При этих словах на щеках у нее проступил легкий румянец.

– Он был таким хорошим человеком! – поспешно добавила она.

– Вы с ним часто виделись потом, ведь так?

– Он приходил повидаться несколько раз, не могу сказать, что часто. Он был очень занят, а я живу далеко от центра.

– Вы не знаете, чем он занимался в последнее время?

– Я его об этом никогда не спрашивала. Казалось, он вполне преуспевает. Полагаю, что он завел какое-то собственное дело, поскольку не должен был высиживать определенные часы на работе.

– Он не рассказывал о людях, с которыми общался?

– Мы говорили главным образом об улице Бонди, о магазине Каплана, о месье Максе, об инвентаризации. Каждый год это было целое событие, ведь у нас в ассортименте насчитывалось больше тысячи единиц товара.

Она поколебалась, потом спросила:

– Полагаю, вы виделись с его женой?

– Да. Вчера вечером.

– Что она сказала?

– Она не понимает, почему ее муж в минуту смерти оказался в желтых ботинках. Утверждает, что их надел на него убийца.

Леон, как и консьержка, тоже заметила эти ботинки.

– Да нет, он часто носил их.

– Еще когда работал на улице Бонди?

– Нет. Гораздо позже.

– Насколько позже?

– Ну, может, спустя год.

– Вас не удивили его желтые ботинки?

– Удивили. Он так никогда раньше не одевался.

– Что вы подумали?

– Что он изменился.

– Он действительно изменился?

– Он был не совсем такой, как прежде. Шутил как-то иначе. Даже хохотал.

– А до этого не смеялся?

– Смеялся, но не так. Что-то новое появилось в его жизни.

– Женщина?

Это было жестоко, но он должен был задать этот вопрос.

– Возможно.

– Он рассказывал вам о чем-то сокровенном?

– Нет.

– Он никогда не пытался ухаживать за вами?

– Никогда, – ответила она торопливо. – Клянусь. Уверена, что ему это даже в голову не могло прийти.

Кот покинул старуху и переместился на колени Мегрэ.

– Пусть сидит, – сказал он, поскольку она собиралась его согнать. Курить трубку он не осмеливался. – Представляю, какой это был тяжелый удар для всех вас, когда месье Каплан объявил, что закрывает дело.

– Да, это было тяжело.

– Особенно для Луи Туре?

– Месье Луи был самым преданным работником. У него были свои особые привычки. Он ведь начал работать здесь с четырнадцати лет, мальчиком-рассыльным.

– Откуда он родом?

– Из Бельвиля. По его словам, его мать осталась вдовой и однажды сама привезла его к старому месье Каплану. Он еще ходил в коротких штанишках. Он ведь почти не учился в школе.

– Мать умерла?

– Уже давно.

Почему у Мегрэ создалось впечатление, что она что-то от него утаивает? Она казалась открытой, смотрела прямо в глаза, и все же он чувствовал, что она ускользает, так же неслышно, как двигалась.
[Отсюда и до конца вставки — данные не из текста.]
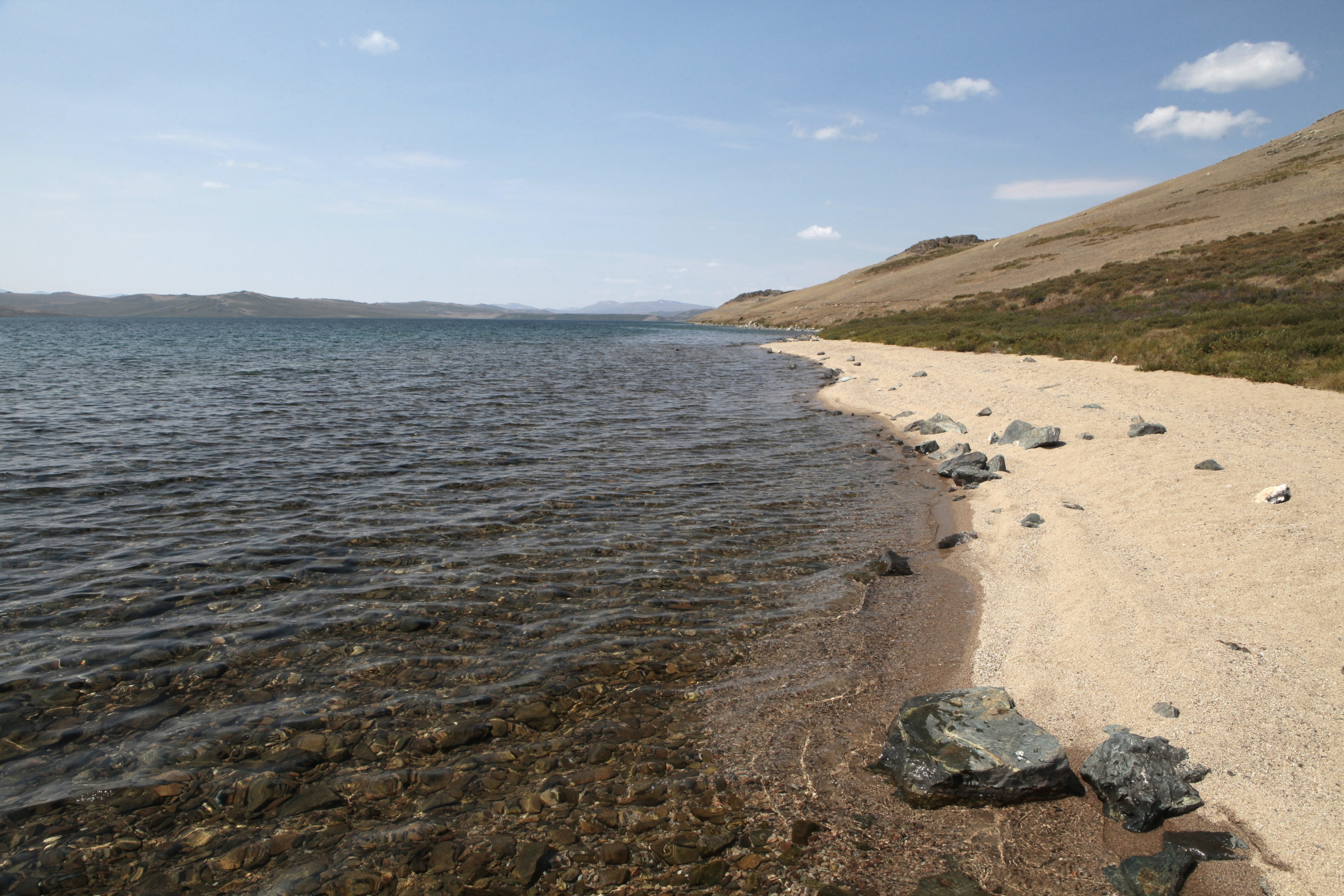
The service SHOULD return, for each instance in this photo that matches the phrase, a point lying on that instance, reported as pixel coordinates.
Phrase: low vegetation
(1265, 307)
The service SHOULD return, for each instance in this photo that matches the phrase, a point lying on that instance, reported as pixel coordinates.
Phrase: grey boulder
(1027, 436)
(958, 538)
(1160, 875)
(1143, 781)
(892, 563)
(971, 747)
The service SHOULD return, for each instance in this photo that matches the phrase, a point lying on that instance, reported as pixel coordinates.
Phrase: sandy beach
(1170, 585)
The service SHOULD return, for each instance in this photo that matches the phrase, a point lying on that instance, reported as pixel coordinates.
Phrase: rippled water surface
(212, 531)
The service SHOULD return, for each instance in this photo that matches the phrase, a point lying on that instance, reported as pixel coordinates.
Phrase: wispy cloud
(195, 140)
(377, 43)
(818, 231)
(832, 132)
(1066, 189)
(414, 160)
(693, 123)
(249, 166)
(960, 89)
(1167, 122)
(1238, 68)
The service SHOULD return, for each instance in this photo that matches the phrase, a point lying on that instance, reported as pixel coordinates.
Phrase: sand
(1171, 585)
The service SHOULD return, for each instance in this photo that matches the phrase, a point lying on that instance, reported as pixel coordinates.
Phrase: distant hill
(249, 304)
(1284, 183)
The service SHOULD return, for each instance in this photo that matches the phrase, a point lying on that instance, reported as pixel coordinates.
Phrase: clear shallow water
(212, 530)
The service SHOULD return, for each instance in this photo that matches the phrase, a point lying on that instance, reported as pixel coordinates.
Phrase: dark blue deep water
(213, 528)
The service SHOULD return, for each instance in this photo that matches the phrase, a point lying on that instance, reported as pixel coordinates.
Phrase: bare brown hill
(1285, 182)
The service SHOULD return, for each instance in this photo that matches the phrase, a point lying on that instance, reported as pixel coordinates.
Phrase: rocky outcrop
(1143, 781)
(760, 296)
(926, 246)
(971, 747)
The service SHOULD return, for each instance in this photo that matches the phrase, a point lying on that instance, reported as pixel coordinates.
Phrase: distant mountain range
(248, 304)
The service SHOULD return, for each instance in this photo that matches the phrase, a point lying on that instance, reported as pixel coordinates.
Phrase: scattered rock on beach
(1160, 875)
(951, 883)
(1029, 437)
(971, 747)
(958, 538)
(892, 563)
(1143, 781)
(1275, 494)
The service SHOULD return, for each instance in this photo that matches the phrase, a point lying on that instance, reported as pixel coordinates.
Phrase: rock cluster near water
(971, 747)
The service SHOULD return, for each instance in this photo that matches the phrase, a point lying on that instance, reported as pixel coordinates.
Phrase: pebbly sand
(1171, 585)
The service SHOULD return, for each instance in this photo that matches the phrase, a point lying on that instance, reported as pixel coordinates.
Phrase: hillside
(1282, 183)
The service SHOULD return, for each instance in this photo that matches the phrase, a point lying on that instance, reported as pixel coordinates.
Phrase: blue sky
(562, 153)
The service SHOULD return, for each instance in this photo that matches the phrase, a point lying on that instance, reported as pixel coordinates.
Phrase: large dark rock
(1160, 875)
(958, 538)
(971, 459)
(1143, 781)
(971, 747)
(892, 563)
(1207, 846)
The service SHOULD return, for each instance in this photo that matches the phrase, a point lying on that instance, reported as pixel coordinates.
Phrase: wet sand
(1168, 586)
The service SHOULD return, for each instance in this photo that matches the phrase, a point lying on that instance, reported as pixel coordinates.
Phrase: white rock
(1273, 494)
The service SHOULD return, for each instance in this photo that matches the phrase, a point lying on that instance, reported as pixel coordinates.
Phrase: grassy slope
(1265, 307)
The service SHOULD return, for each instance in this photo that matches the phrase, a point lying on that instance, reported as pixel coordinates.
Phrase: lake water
(220, 534)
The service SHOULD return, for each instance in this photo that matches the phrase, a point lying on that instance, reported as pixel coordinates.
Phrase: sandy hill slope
(1285, 182)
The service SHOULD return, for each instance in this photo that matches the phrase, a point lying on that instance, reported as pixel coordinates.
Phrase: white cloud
(834, 132)
(1066, 189)
(377, 43)
(693, 123)
(1237, 68)
(249, 166)
(1166, 122)
(816, 231)
(960, 89)
(414, 160)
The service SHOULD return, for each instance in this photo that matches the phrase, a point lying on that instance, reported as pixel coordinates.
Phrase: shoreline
(1168, 586)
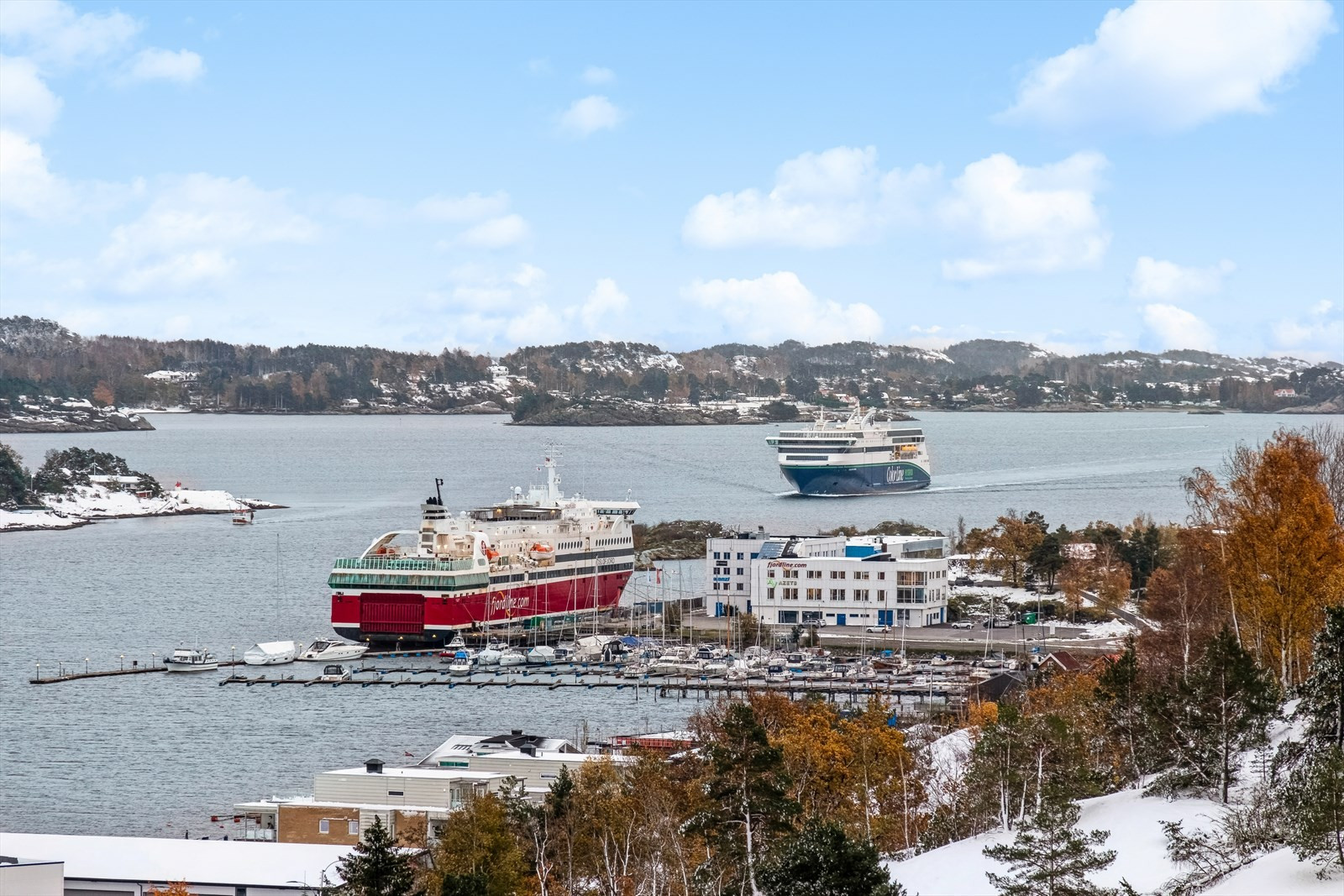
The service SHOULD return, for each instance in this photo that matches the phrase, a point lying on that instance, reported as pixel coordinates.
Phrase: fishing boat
(272, 653)
(329, 649)
(192, 660)
(857, 456)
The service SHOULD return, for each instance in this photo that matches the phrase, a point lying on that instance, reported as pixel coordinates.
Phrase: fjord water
(159, 754)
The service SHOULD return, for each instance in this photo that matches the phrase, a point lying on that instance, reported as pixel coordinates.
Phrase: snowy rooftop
(197, 862)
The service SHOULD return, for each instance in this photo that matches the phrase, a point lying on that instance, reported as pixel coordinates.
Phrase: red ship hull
(410, 620)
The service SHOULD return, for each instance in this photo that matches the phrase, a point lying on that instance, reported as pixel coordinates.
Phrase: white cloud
(605, 302)
(1319, 336)
(54, 34)
(1027, 219)
(777, 307)
(598, 76)
(819, 201)
(591, 114)
(192, 230)
(1153, 278)
(1171, 66)
(27, 105)
(154, 63)
(496, 233)
(1171, 327)
(463, 208)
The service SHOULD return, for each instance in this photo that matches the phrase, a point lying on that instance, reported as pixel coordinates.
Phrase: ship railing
(405, 564)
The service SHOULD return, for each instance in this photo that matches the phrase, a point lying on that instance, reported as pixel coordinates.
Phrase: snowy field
(1136, 835)
(87, 503)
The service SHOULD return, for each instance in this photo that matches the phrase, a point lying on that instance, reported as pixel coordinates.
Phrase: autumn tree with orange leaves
(1280, 547)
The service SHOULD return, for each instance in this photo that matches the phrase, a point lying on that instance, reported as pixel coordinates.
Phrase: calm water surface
(159, 754)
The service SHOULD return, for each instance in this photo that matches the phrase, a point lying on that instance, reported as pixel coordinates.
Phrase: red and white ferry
(534, 555)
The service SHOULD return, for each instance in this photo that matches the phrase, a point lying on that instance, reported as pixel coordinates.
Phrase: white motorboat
(335, 672)
(329, 649)
(541, 656)
(463, 664)
(192, 660)
(272, 653)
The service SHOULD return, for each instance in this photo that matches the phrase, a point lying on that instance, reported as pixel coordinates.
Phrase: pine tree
(1314, 809)
(1050, 856)
(820, 860)
(748, 792)
(1220, 710)
(1323, 691)
(375, 867)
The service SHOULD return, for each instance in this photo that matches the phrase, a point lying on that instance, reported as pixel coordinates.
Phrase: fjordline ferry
(857, 456)
(531, 557)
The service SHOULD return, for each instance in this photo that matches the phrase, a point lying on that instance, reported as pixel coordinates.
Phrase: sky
(1086, 176)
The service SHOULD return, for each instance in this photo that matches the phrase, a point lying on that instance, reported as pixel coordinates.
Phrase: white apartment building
(894, 580)
(729, 560)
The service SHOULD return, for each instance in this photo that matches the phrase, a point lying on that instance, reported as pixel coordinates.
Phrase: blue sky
(1085, 176)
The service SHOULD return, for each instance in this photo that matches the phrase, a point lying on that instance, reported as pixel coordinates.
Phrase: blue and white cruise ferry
(857, 456)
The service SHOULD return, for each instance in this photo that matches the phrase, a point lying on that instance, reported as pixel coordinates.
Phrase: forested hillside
(39, 358)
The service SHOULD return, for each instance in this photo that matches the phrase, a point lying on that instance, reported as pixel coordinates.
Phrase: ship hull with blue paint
(855, 479)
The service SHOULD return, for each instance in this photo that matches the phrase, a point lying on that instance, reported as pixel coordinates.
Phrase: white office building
(729, 560)
(895, 580)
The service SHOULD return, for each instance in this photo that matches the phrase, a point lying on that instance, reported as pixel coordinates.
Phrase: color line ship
(857, 456)
(533, 557)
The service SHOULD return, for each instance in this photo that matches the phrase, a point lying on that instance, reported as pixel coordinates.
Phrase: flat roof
(437, 773)
(198, 862)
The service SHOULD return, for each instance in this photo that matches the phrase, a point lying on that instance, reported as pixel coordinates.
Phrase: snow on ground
(1136, 835)
(87, 503)
(1281, 873)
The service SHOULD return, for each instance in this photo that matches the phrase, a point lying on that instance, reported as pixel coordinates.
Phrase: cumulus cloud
(496, 233)
(154, 63)
(605, 302)
(1026, 219)
(598, 76)
(27, 105)
(777, 307)
(591, 114)
(192, 230)
(1171, 66)
(1171, 327)
(1153, 278)
(54, 34)
(463, 208)
(819, 201)
(1317, 336)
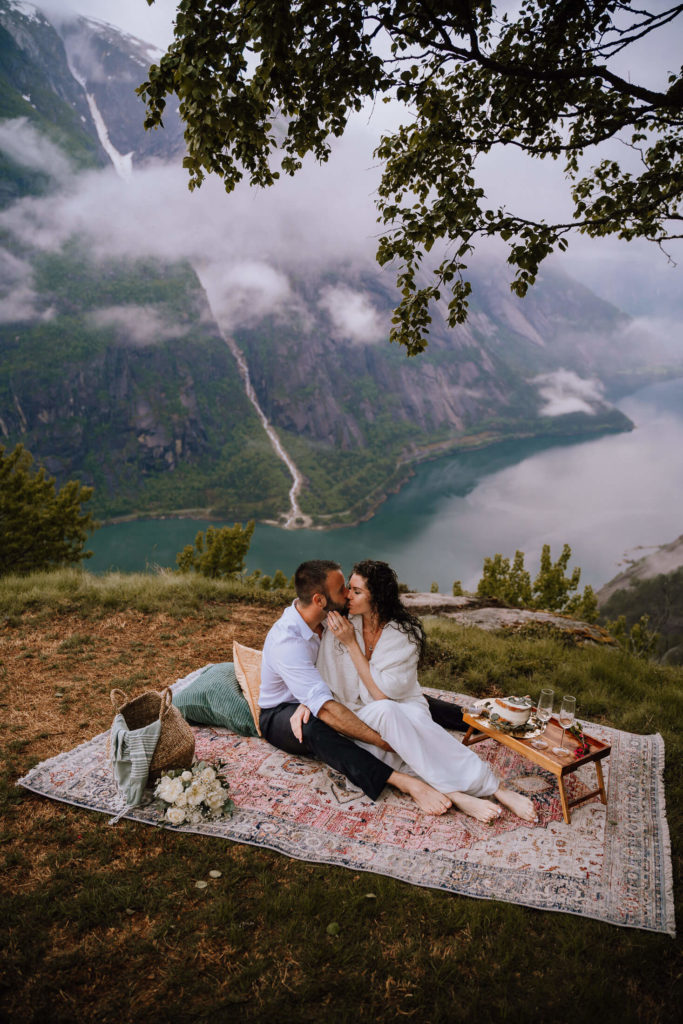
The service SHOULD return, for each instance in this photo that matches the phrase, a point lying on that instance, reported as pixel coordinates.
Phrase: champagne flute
(543, 712)
(566, 716)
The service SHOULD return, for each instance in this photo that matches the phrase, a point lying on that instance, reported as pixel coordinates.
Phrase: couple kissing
(339, 683)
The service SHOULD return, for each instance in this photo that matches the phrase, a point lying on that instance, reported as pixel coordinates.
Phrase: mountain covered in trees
(117, 361)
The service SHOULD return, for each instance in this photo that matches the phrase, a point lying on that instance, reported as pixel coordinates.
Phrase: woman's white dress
(403, 720)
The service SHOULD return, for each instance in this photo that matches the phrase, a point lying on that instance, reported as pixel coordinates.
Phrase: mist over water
(604, 498)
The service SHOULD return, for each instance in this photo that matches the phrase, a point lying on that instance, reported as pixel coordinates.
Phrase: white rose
(215, 800)
(175, 787)
(196, 794)
(175, 815)
(162, 790)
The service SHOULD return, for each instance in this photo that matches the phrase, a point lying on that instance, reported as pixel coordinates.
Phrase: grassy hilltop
(104, 924)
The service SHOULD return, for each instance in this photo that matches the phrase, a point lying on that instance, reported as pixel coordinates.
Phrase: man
(289, 678)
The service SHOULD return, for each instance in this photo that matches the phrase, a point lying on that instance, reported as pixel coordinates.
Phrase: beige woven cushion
(248, 670)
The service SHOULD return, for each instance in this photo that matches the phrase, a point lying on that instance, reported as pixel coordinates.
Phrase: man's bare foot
(428, 800)
(482, 810)
(521, 806)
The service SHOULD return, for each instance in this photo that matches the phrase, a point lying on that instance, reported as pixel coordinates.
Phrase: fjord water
(604, 497)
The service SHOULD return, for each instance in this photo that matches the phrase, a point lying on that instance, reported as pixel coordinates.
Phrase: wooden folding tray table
(480, 729)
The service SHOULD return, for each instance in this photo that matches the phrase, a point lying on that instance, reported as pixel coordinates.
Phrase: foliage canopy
(259, 81)
(40, 527)
(220, 554)
(552, 590)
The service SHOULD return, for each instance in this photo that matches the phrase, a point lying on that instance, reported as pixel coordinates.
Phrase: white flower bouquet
(191, 795)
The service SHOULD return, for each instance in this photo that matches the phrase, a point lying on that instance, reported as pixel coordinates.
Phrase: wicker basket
(176, 741)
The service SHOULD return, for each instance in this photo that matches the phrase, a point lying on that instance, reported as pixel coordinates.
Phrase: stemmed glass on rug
(566, 716)
(543, 712)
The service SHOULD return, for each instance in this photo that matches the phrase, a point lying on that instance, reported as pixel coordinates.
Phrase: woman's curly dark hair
(385, 600)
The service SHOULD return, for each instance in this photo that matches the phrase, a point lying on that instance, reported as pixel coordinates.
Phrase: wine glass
(543, 712)
(566, 716)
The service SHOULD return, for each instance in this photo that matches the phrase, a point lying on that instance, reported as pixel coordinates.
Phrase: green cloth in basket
(215, 698)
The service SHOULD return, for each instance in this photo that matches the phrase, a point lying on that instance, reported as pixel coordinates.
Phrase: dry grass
(104, 924)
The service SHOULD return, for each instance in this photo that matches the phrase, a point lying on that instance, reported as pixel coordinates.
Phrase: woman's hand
(342, 629)
(297, 721)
– Говорят, ему нелегко было найти работу.

– Кто вам об этом сказал?

– Я так понял из разговора с консьержкой.

– Когда тебе за сорок, найти работу особенно тяжело, да еще когда нет какой-то определенной специальности. Я сама…

– А вы искали?

– Всего несколько недель.

– А месье Луи?

– Он искал дольше.

– Вы это предполагаете или знаете наверняка?

– Знаю.

– Он бывал у вас в то время?

– Да.

– Вы помогали ему?

Теперь он был в этом почти уверен. У таких, как Леон, всегда есть сбережения.

– Зачем об этом говорить?

– Понимаете, пока я не буду иметь полного представления, чем занимался месье Туре в последние годы, я ни за что не смогу найти убийцу.

– Это правда, – согласилась она, подумав. – Я расскажу все, но пусть это останется между нами. Главное, чтобы не дошло до жены. Она такая гордая…

– Вы ее знаете?

– Он мне рассказывал. Мужья ее сестер занимают прекрасное положение и построили себе дома.

– Он тоже.

– Он был вынужден, его заставила жена. Она же пожелала поселиться в Жювизи, где жили ее сестры.

Теперь ее голос изменился, в нем слышалась глухая, давно копившаяся обида.